About a week ago in class, I presented to you, as an example of “disassociation,” the case of the Taco Bell Drive-Thru Diet.
Here’s another example of dissociation: Starbucks is going high-end. For years, Starbucks has become more or less the default coffee shop in most of the world and certainly in America. However, there’s been competition coming from cafes that feature baristas with fancy hats among other accoutrements. That’s right, instead of serving coffee that has been “roasted within an inch of its life,” as The Awl’s Matt Buchanan refers to it, Starbucks will serve single-origin, small batch coffees that will be prepared by hand. This is to placate, ahem, discriminating coffee drinkers, like me.
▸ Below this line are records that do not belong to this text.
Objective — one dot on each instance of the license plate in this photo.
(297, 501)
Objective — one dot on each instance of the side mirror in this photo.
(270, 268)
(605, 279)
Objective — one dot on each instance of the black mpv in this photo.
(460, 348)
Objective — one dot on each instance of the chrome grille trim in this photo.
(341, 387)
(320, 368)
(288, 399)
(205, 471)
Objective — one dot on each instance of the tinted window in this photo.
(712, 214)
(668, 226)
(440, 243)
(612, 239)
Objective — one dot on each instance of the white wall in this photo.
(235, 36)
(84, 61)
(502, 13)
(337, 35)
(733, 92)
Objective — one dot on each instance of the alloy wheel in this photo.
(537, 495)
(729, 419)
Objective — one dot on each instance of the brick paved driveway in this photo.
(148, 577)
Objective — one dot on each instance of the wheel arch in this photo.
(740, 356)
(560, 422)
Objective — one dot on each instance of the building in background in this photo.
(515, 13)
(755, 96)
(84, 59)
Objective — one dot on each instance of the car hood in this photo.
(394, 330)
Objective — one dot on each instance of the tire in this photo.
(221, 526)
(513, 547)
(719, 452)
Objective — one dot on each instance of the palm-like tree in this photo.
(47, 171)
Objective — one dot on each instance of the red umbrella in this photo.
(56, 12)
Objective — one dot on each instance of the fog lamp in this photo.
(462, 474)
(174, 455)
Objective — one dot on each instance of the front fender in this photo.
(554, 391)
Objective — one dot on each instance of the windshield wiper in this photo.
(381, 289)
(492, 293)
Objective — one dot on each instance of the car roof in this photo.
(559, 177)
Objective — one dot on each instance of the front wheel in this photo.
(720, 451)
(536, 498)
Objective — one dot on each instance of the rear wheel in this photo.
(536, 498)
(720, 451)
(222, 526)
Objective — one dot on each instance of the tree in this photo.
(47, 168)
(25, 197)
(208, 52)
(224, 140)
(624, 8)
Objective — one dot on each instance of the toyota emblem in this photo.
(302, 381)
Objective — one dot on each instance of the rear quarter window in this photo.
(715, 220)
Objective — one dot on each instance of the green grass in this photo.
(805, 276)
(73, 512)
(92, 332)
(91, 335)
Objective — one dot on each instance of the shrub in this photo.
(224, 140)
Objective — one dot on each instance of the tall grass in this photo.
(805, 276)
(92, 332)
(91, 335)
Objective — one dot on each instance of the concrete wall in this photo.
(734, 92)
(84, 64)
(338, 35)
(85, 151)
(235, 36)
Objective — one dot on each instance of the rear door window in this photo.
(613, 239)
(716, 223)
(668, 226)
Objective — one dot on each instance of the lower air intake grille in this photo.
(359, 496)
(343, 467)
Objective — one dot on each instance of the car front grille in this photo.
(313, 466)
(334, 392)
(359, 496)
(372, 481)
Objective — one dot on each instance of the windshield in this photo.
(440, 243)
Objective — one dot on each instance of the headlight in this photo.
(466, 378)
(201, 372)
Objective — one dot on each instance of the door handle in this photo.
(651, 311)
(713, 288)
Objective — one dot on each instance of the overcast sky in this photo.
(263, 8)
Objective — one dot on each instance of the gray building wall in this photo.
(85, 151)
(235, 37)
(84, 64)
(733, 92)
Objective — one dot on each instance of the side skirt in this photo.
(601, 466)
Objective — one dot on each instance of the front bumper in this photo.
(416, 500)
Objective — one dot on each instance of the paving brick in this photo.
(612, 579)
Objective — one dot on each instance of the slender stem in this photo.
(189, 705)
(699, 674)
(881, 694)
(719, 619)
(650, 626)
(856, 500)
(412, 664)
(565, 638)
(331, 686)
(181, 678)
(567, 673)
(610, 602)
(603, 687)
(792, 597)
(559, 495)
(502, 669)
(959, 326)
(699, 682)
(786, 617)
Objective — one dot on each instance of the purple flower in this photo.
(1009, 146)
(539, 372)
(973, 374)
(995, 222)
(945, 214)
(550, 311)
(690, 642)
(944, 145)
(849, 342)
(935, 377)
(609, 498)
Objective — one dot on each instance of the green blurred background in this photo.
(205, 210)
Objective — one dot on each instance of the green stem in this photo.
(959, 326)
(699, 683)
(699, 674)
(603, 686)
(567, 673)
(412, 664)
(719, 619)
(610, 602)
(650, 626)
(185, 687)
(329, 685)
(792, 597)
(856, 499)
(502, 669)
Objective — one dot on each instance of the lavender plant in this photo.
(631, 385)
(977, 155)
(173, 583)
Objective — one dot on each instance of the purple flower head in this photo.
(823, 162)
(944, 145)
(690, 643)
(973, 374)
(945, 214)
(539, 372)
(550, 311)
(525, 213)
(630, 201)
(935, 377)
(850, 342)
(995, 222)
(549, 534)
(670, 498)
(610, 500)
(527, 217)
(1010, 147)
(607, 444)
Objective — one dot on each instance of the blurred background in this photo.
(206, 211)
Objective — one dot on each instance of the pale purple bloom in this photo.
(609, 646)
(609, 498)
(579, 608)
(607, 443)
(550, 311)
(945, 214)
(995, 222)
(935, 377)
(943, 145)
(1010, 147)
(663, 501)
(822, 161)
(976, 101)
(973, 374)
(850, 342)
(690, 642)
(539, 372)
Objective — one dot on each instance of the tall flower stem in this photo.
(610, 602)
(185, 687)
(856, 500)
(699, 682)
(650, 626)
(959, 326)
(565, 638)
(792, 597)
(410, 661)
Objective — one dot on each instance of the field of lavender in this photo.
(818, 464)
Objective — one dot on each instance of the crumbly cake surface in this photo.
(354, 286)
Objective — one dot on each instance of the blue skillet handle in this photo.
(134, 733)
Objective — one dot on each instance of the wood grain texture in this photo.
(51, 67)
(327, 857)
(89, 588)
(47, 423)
And as I order a $7 manual pourover coffee that will take five minutes to make, I will not be reminded of the Starbuckses that crowd every corner of Manhattan, every airport concourse, and mall in America. They will be disassociating themselves from that Starbucks.
To distinguish Reserve from its mass-market cousin, Starbucks is banishing, to a great extent, its green mermaid logo at the new shops and in the product line. The Reserve stores and line of coffees instead carry a star logo, along with a red “R.”
From a coffee-drinker and armchair-business–analyst perspective, this could either be a great opportunity to bring high-quality single-origin coffee to the masses or it could be Budweiser Select.